Mais parler avec des enseignants du numérique à l’école, c’est aussi comprendre que les difficultés pour accompagner les élèves dans leurs pratiques informationnelles et numériques sont bien souvent matérielles : disponibilité des salles, entretien du matériel et même, problème de rideaux pour des salles trop lumineuses qui rendent difficiles le tableau numérique à regarder ! L’enjeu pédagogique n’en demeure pas moins énorme.

Dans un monde où la circulation du savoir est un enjeu, il est essentiel d’apprendre non seulement à exercer son esprit critique, à explorer sa crédulité et à comprendre les ressorts des manipulations. Nous ne détaillerons pas tous les sujets liés au numérique éducatif ici.

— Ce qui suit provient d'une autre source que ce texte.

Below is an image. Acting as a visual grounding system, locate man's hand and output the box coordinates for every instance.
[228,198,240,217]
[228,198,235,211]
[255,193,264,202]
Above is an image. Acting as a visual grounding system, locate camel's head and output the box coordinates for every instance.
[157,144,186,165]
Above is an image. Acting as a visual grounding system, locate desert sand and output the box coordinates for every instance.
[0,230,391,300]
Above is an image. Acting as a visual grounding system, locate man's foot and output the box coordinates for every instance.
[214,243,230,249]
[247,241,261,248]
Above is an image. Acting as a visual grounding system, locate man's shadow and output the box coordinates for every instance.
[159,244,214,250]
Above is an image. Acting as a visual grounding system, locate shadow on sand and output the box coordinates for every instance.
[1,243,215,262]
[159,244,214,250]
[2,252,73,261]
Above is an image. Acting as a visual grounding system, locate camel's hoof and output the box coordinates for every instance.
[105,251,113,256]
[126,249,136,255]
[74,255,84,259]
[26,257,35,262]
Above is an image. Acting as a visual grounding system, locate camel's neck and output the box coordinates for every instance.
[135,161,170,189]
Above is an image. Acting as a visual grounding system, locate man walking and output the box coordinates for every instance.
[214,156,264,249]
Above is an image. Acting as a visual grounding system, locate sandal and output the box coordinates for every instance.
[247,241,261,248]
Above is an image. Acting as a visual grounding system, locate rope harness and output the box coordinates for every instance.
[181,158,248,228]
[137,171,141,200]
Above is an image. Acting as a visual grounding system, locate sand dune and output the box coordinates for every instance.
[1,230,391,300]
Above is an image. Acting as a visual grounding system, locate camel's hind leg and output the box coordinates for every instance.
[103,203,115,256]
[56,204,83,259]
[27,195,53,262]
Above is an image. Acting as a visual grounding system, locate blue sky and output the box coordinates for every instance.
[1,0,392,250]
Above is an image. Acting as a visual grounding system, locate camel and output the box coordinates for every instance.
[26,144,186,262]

Bien entendu, il faut sensibiliser les élèves au codage et proposer d’en maîtriser les bases ; bien sûr, il faut aborder la question des algorithmes et les questions technologiques. Il faudra aussi prendre le temps de parler des compétences pour évoluer dans les espaces numériques, de comprendre ce qui s’y joue et de permettre aux élèves de se penser comme des acteurs de ces univers et potentiellement comme des créateurs de contenus.

Ce rôle d’éducateur au numérique n’est pas seulement celui des parents, c’est aussi – et surtout – celui de l’école. D’abord parce que c’est une question sociale : il s'agit d'éduquer les enfants des parents les plus éloignés de la culture scolaire car la fracture numérique est avant tout une fracture des usages. Quand Rachid Zerouiki, professeur de Segpa, s’empare du sujet, il s’inquiète de l’illettrisme numérique de ses élèves, qui seront potentiellement démunis toute leur vie face aux écrans. Et même si ce n’est pas au même degré, tous les parents sont possiblement concernés par ces difficultés (et je m’y inclus bien volontiers). Les écrans, que nous utilisons d’ailleurs pour beaucoup tous les jours, posent une grande question d’éducation qui dépasse la famille, concerne tout le monde et rappelle l’institution scolaire à son rôle : éduquer et instruire.

C’est donc à l’école d’apprendre à tous les enfants à se servir plus intelligemment des outils numériques. Il s’agit bel et bien d’un enjeu de rapport au savoir, car les écrans sont les objets, support physique et immatériel, de la circulation de la connaissance et des idées aujourd’hui, même si ce n’est pas leur premier usage pour les enfants. Encadrer, limiter, être vigilant oui, toujours, mais sans oublier qu’il nous faut apprendre collectivement à mettre les écrans au service de l’intelligence.